Trattato del ribelle, Ernst Jünger
Il Sabato Lib(e)ro di Livia Filippi
Lo scrittore filosofo tedesco Ernst Jünger assiste alla nascita della società di massa, si arruola volontario in frontiera durante la Prima Guerra Mondiale, vive gli albori del consumismo provando sulla pelle l’impatto dell’era delle macchine e una sorta di abbrutimento dell’uomo del Novecento.
Nel 1952 elabora questo saggio prendendo le mosse dal pensiero di Nietzsche il quale odia in ogni moralismo cristiano o cattolico, la morale del gregge, ossia l’annullamento dell’individuo, dell’indipendente e dell’originale. Le teologie hanno tutte per conseguenza più o meno lontana la sottomissione dell’individuo al principio sociale.
Una volta nati veniamo automaticamente assorbiti dalla società circostante: siamo una figura sociale, una categoria professionale, cittadini di un Paese e parte di una comunità culturale e religiosa. Veniamo spediti verso destinazioni ben precise che non abbiamo scelto noi, mentre qualsiasi indagine di mercato conoscendo i nostri desideri prevederà come ci comporteremo.
Il titolo del libro in tedesco è: ‘Der Waldgang’, letteralmente “colui che passa il bosco”. Un bosco inteso come una condizione spirituale e non un luogo fisico.
La concezione dell’individuo proprietario di se stesso si colloca all’origine della tendenza anarchica, individualista e nichilista. La figura del ribelle Jüngeriano infatti corrisponde a quella dell’anarca, si indentifica con la figura di un nemico, il quale presuppone una natura forte, senza implicare per forza un’accezione negativa; un nemico che si oppone allo Stato e a qualsiasi entità collettiva in cui non si riconosce.
Passare al bosco per lo scrittore significa cercare una nuova via all’esistenza, recuperando valori dimenticati dall’uomo moderno e dal mondo nichilista, globalizzato e materialistico, verso l’affermazione di un Sé a parte e al di là di tutto ciò che lo ha preceduto e seguito, ergo senza simili.
E’ un saggio socio-politico abbastanza emancipato dalle ideologie di destra e di sinistra. Uno spunto molto valido di riflessione è la critica ai sistemi elettorali democratico-dittatoriali che smaschera la trappola celata dietro le “libere elezioni”.
“L’arte del comando consiste semplicemente nel porre la domanda nel modo giusto, essa si rivela altresì nella messa in scena, nella regia di cui detiene il monopolio. L’evento va presentato come un coro assordante che suscita insieme terrore e ammirazione”.
La scelta di dire “No” è la scelta che distingue il Ribelle.
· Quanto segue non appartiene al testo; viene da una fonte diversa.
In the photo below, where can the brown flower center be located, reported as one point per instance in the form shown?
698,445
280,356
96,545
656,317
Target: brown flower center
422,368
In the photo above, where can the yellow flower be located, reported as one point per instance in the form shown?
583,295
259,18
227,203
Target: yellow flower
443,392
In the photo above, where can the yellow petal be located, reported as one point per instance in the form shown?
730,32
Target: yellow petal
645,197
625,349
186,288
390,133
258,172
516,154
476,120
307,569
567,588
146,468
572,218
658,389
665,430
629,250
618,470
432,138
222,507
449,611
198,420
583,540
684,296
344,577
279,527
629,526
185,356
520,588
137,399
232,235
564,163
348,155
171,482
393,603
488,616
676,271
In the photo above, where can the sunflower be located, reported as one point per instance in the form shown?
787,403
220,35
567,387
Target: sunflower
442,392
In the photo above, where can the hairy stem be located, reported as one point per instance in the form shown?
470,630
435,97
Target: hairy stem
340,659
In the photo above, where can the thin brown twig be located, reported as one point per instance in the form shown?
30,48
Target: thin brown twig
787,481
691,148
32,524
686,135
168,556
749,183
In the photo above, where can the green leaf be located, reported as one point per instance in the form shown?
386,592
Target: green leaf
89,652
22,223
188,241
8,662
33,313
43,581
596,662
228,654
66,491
La resistenza richiede grandi sacrifici e questo spiega perché la maggior parte delle persone sceglie la strada della costrizione e della subordinazione.
Nascosta come dietro un dito, in poco più di 100 pagine Jünger pone una grande domanda: chi può cambiare il cuore degli uomini?
Un buon inizio per trovare una risposta plausibile a questa domanda è lottare per emanciparsi dalla massa e salvarsi dall’abbrutimento culturale e morale poiché “Uomini e popoli o si dimostrano all’altezza dei tempi o da essi vengono rovinati.”
Ogni società che verrà avrà ai suoi margini dei ribelli, che coscienti della loro libertà non inventata ma riscoperta, saranno capaci di riprendere se stessi. L’incubo dei potenti è che un giorno nel grigio delle pecore, questi lupi, forti in se stessi, trasmettano le loro qualità alla massa e che il gregge si trasformi in branco.